Bien qu’elle ait traité Raishin d’idiot, elle ne l’avait pas complètement repoussé sans l’écouter parler.

En ce qui concerne l’entrée dans la Fête de Nuit, elle aurait pu lui dire qu’il n’y avait absolument aucun moyen d’entrer, qu’il n’était pas nécessaire de discuter d’hypothèses avec lui.

« Au contraire, je pense que c’est peut-être une femme bien, » déclara Raishin.

« Raishin… donc tu préfères vraiment les femmes plus âgées… ! » déclara Yaya.

Ignorant une Yaya en sanglots, il réfléchit aux paroles de Kimberly.

Il était avant-dernier. Pour se classer parmi les cent premiers, il lui faudrait surpasser plus d’un millier de personnes, la crème de la crème, venue du monde entier, ou il lui faudrait les éliminer.

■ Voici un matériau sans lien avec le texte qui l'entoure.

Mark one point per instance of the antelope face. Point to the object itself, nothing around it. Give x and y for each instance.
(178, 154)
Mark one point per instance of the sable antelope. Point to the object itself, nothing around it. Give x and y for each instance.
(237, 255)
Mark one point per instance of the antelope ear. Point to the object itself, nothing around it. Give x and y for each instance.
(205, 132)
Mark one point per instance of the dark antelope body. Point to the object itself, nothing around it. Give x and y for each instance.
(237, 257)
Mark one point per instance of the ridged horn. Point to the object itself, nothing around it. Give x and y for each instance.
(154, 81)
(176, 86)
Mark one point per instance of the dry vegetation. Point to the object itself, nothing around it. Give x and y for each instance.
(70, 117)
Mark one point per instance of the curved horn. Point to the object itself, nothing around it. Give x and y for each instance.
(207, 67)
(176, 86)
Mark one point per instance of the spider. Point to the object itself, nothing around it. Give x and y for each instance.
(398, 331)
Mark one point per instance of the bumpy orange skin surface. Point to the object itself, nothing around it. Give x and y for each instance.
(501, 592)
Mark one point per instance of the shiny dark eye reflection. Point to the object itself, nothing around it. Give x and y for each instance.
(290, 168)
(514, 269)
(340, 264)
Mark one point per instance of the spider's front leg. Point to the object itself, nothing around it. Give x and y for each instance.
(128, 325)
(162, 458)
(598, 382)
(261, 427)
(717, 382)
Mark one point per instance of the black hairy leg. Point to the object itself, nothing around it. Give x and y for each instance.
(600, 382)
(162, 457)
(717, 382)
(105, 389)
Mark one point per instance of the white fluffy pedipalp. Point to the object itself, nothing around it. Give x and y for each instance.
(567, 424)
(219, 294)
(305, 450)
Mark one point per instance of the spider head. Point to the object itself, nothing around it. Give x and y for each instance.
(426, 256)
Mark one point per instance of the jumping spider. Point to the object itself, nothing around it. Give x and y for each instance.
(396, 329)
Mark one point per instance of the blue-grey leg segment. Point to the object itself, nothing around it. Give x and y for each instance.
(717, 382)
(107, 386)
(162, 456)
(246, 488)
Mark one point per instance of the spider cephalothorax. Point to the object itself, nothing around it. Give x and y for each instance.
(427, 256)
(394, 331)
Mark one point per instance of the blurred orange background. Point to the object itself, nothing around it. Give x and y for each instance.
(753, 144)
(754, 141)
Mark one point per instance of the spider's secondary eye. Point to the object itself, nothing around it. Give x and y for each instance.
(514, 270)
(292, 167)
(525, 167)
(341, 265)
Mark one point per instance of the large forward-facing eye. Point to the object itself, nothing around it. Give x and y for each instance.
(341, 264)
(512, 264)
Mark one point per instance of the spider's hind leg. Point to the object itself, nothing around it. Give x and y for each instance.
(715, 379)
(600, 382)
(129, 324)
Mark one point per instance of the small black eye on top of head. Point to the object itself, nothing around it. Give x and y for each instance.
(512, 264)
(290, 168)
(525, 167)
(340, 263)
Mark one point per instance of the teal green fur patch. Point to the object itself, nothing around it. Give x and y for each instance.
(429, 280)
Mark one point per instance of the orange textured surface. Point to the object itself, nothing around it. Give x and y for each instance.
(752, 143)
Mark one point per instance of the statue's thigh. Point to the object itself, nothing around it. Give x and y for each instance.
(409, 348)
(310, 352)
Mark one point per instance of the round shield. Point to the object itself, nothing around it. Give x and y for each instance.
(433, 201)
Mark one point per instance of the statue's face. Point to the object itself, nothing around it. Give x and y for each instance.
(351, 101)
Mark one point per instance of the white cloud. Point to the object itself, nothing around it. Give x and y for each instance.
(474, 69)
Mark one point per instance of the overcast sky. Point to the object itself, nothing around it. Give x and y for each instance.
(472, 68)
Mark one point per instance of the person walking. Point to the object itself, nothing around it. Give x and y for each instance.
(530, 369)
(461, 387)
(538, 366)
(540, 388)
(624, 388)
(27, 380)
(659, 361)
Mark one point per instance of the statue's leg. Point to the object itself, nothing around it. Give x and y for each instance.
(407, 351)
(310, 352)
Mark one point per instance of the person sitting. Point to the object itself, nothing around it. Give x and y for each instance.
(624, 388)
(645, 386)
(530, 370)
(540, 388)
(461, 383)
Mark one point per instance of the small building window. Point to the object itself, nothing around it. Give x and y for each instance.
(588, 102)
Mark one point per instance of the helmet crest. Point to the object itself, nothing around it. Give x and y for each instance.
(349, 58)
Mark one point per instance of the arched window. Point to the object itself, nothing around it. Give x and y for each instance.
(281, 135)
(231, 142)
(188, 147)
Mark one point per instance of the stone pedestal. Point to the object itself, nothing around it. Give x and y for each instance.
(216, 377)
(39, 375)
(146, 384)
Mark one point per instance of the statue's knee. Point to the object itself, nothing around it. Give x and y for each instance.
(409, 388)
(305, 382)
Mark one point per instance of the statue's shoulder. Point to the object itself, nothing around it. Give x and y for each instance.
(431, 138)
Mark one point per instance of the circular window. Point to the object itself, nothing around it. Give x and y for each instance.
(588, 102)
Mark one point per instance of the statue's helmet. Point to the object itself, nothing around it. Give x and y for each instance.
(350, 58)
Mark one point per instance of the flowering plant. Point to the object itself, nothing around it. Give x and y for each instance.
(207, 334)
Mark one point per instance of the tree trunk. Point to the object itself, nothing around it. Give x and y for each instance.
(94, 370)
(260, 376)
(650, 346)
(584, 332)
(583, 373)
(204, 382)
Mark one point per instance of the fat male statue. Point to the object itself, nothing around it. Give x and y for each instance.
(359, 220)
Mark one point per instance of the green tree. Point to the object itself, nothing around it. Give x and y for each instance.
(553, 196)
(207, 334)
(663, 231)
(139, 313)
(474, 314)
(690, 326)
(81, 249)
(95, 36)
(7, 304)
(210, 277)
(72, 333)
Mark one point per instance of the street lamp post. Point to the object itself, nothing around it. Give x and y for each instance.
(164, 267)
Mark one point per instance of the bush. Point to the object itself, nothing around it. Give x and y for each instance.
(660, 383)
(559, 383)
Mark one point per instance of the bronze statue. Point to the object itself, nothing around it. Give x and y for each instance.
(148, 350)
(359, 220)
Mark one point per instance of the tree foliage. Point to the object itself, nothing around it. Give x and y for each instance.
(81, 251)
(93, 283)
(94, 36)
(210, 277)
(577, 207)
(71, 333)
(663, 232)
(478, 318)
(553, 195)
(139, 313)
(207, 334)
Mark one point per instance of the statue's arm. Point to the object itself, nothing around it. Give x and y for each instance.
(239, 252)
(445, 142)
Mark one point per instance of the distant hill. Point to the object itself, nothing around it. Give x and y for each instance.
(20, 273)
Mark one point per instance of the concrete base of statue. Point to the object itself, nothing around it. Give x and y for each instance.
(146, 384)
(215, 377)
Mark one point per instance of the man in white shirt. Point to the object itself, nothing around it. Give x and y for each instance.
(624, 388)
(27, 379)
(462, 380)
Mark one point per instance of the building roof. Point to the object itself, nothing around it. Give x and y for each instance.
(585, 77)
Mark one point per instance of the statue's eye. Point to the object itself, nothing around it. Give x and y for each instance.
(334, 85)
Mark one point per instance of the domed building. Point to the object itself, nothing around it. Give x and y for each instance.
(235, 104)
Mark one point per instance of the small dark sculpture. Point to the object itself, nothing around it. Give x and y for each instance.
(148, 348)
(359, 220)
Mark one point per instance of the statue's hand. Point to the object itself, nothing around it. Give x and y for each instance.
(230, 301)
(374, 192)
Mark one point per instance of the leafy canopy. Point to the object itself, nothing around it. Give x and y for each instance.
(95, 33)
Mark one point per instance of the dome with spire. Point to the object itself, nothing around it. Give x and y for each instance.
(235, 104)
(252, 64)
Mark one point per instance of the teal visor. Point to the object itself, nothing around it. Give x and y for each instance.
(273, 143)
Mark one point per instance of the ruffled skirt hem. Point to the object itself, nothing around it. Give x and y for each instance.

Ce n’était probablement pas quelque chose dont cela vaut la peine de me vanter, mais mes connaissances sont à peu près au même niveau qu’un novice, en termes de marionnettes et d’arts magiques.

La possibilité qu’il utilise ses notes pour se rallier à la contestation était nulle.

Dans ce cas…

Inquiète pour Raishin, qui avait sombré dans le silence, Yaya avait rapproché son visage du sien. « On en discute avec Shouko ? » demanda Yaya.

« Je ne vais pas me tourner vers l’armée pour obtenir des conseils. Il n’y a qu’une seule option pour nous de toute façon, » déclara Raishin.

Raishin avait ri ironiquement. Même pour lui, c’était une façon assez amusante de faire les choses.

« Nous devrons participer à la Fête de Nuit. C’est le moyen le plus rapide de le tuer, » déclara Raishin.

« Mais comment… as-tu pensé à quelque chose ? » demanda Yaya.

« Le professeur Kimberly l’a dit. Si je veux une qualification d’entrée, je dois devenir comme Momotaro [1]. »

« Vas-tu échanger des boulettes de mil avec quelqu’un ? [2] » demanda Yaya.

Il secoua la tête. Après avoir humidifié ses lèvres, Raishin annonça son plan. « Je vais dévaliser une bande de démons. »

Notes

  • 1 Momotarō (桃太郎) est un héros du folklore japonais. Sa légende est particulièrement bien connue au Japon et en Asie de l’Est.